Most insurance companies will require an agreement that will legally bind the policy owner, and this agreement needs to be signed by the purchasing company. This indemnity agreement will, also, be signed by individuals willing to support the purchasing group. These individuals may be the owners, the spouse of the owner, a parent or umbrella corporation, or other persons that can confirm the information written in the original insurance contract. Under the bonding agreement for the company's workers, the business company and all other entities that sign may be asked to back up the payments for default on the owner company's behalf.


There may be three basic bonds on a project:

1) the bid bond,

2) the performance bond, and

3) the payment bond.

The bid bond says that the contractor will enter into a working contract and supply any additional contracts that are necessary for the company to be a working company.
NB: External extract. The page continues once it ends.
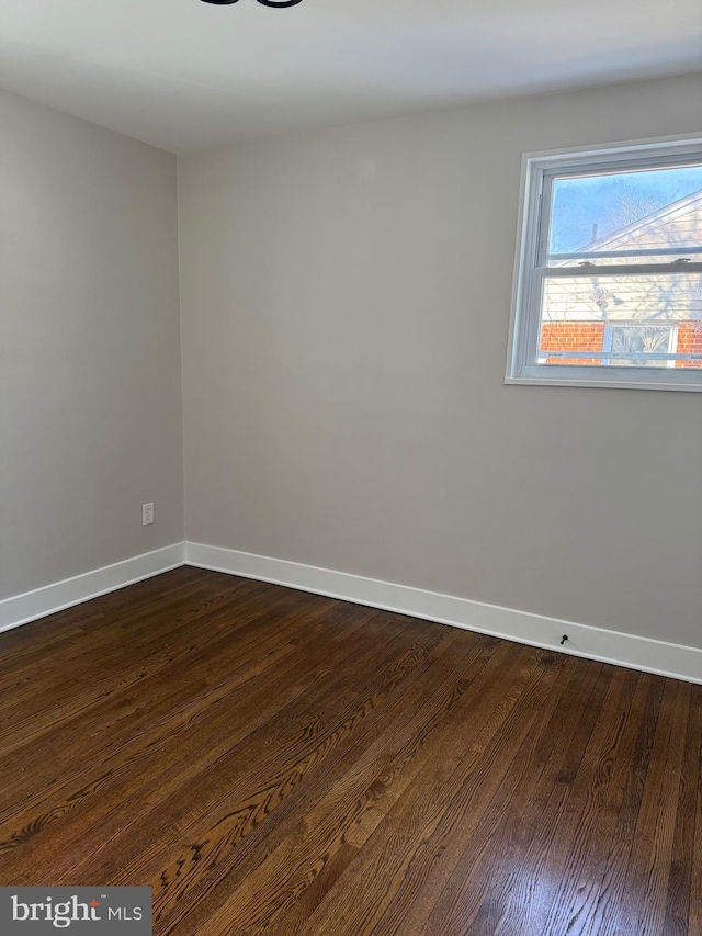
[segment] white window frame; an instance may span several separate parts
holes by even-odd
[[[577,267],[547,267],[546,264],[554,178],[578,171],[607,172],[647,167],[663,168],[684,165],[695,159],[702,159],[702,137],[699,135],[633,140],[598,149],[582,147],[524,155],[506,383],[702,391],[702,368],[684,370],[668,366],[652,369],[537,363],[541,289],[545,275],[569,278],[582,275],[585,278],[593,273],[591,267],[580,271]],[[600,266],[595,268],[595,272],[605,277],[622,273],[669,272],[675,274],[676,269],[664,263],[636,263],[616,267]],[[702,253],[700,253],[700,262],[680,264],[678,272],[702,273]]]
The performance bond says that the contractor will carry out the duties of any contract entered into, and that these duties will be performed at an industry standard of performance. The payment bond indicates that a direct claim for subcontractors is possible, after the subcontractor has placed in an invoice for services performed. Each of these bonds has legal claims that can be collected on by its subcontractors.


Being paid as a freight broker may involve a bond claim. In situations of non payment, a shipper may be able to collect on the bond agreement, for example. A carrier may collect on a freight broker bond, if there has not been a payment.
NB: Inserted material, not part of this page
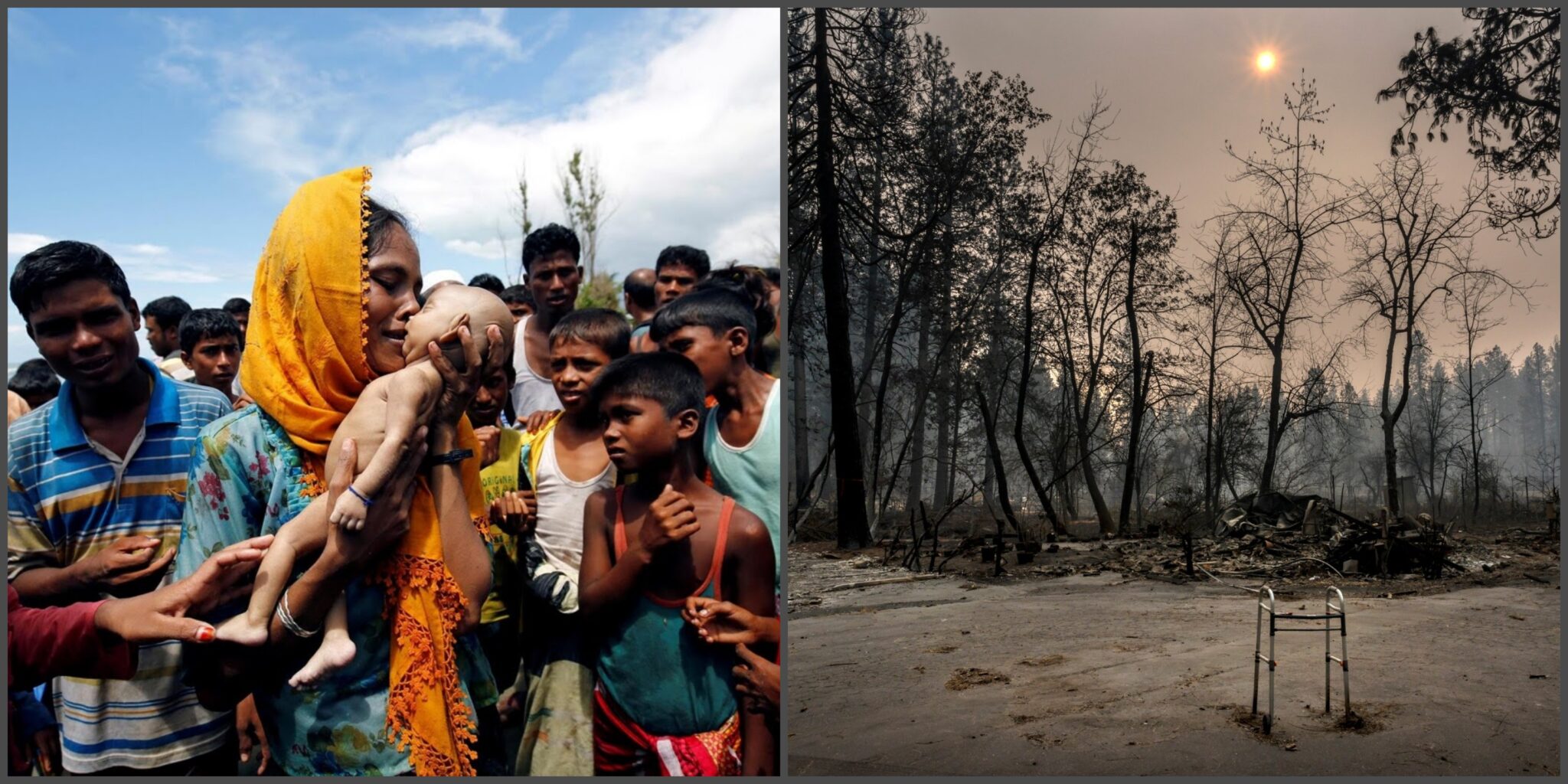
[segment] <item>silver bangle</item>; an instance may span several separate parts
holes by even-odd
[[[314,632],[304,630],[298,621],[293,619],[293,613],[289,612],[289,591],[284,591],[282,601],[278,602],[278,619],[284,622],[284,629],[289,629],[295,637],[315,637],[321,633],[320,629]]]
Any subcontractor who submits a bill to the contractor may use this arrangement, in order to assure that the agreed upon payment is made. The subcontractor may, also, want to be sure that the contractor or freight broker has entered into the contract, if awarded. A bid bond will assure the subcontractor that the work will be there, if the bid is accepted. The performance bond ensures that the contractor will not default and just walk away from any obligations that have been agreed upon. Someone else will be there to perform the work and should reaffirm the subcontracts. There should not be a need to rebid the work under the public bidding laws.
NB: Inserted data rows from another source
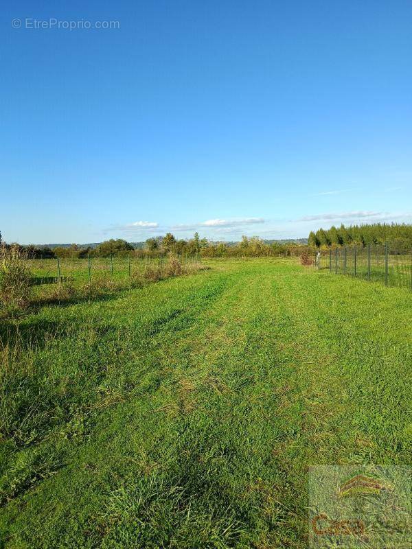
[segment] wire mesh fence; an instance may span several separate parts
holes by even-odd
[[[412,248],[389,243],[331,248],[317,252],[313,264],[331,274],[412,290]]]
[[[198,255],[181,255],[178,259],[182,266],[198,264]],[[150,268],[162,267],[168,258],[111,255],[108,257],[57,257],[29,259],[27,267],[33,276],[34,285],[61,281],[91,281],[102,279],[120,279],[136,276]]]

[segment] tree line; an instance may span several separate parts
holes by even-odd
[[[8,244],[3,244],[8,246]],[[32,258],[71,258],[127,257],[157,257],[171,253],[176,255],[201,257],[264,257],[277,256],[300,255],[307,246],[299,244],[279,244],[264,242],[261,238],[242,236],[240,242],[215,242],[201,238],[198,233],[188,240],[176,239],[171,233],[164,236],[148,238],[143,248],[136,248],[130,242],[122,238],[111,239],[97,246],[84,246],[71,244],[65,246],[38,247],[34,245],[18,246],[22,252]]]
[[[340,227],[332,225],[329,229],[310,231],[308,237],[308,244],[312,248],[350,244],[364,246],[385,242],[400,248],[412,247],[412,224],[371,223],[345,226],[342,224]]]

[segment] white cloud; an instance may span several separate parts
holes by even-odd
[[[125,229],[155,229],[158,226],[159,223],[155,221],[135,221],[134,223],[125,225]]]
[[[197,229],[222,229],[242,227],[246,225],[254,225],[265,223],[262,218],[244,218],[243,219],[209,219],[206,221],[192,224],[174,225],[172,227],[174,231],[193,231]]]
[[[319,213],[315,215],[304,215],[296,221],[332,221],[339,219],[359,219],[361,218],[377,218],[384,214],[382,211],[344,211],[340,213]],[[387,216],[389,214],[385,214]]]

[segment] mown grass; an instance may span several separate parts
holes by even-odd
[[[307,469],[410,464],[412,296],[213,261],[1,325],[5,548],[307,545]]]

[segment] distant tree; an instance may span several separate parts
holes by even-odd
[[[316,237],[319,241],[320,246],[330,246],[330,240],[328,237],[328,235],[323,231],[323,229],[319,229],[319,231],[317,231],[316,233]]]
[[[159,240],[157,238],[148,238],[146,242],[146,247],[149,252],[154,252],[159,249]]]
[[[166,252],[171,252],[174,248],[176,244],[176,238],[173,236],[172,233],[167,233],[163,239],[163,247]]]
[[[338,232],[338,229],[333,225],[328,231],[328,238],[330,244],[333,246],[340,246],[342,244],[342,240]]]
[[[249,248],[249,240],[247,237],[245,235],[242,235],[242,240],[239,244],[239,246],[242,250],[247,250]]]
[[[197,231],[193,236],[193,243],[196,253],[198,253],[201,251],[201,239],[199,238],[199,233]]]
[[[311,231],[310,233],[309,233],[309,237],[308,237],[308,244],[309,244],[309,246],[311,246],[314,248],[315,247],[317,248],[320,246],[321,243],[319,242],[318,238],[317,237],[313,231]]]
[[[99,244],[95,248],[93,255],[103,257],[107,257],[112,253],[125,255],[133,249],[133,246],[122,238],[118,238],[116,240],[112,238]]]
The payment bond has an obvious legal value to subcontractors or freight broker agents and brokers. If a contractor fails to pay for work performed by subcontractors, those subcontractors have a direct claim against the bond for any monies that are due. The subcontractor does not have to obtain its money from the policy owner, but can work directly with the insurance company. This direct right of claim is especially valuable on a public project where a subcontractor cannot file a lien against the work.


The rights of subcontractors and freight broker agents are critical in order to assure that the company will meet all of its obligations. If the liabilities are not addressed beforehand, then the company may not be able to quickly resolve any problems that may arise during the course of a delivery.


The freight broker is a part of an industry that is evolving and growing. Transportation is needed on an even greater scale today, as new products and services are being delivered at an even faster pace. Finding a way to broker these goods and services with skill and thoroughness is the unending task of the freight broker. There are many obligations that may arise during the course of any transportation. Finding the right subcontractors to deliver these goods and services is critical. Dependability is often the main quality needed for a subcontractor or freight broker agent.

There are several areas of liability that must be addressed. Making sure that a job is honestly bid on is important. Performing the tasks needed is expected. Paying the subcontractors is essential for the business to continue. If an issue does arise, then there are measures that can be taken to collect on any payments due.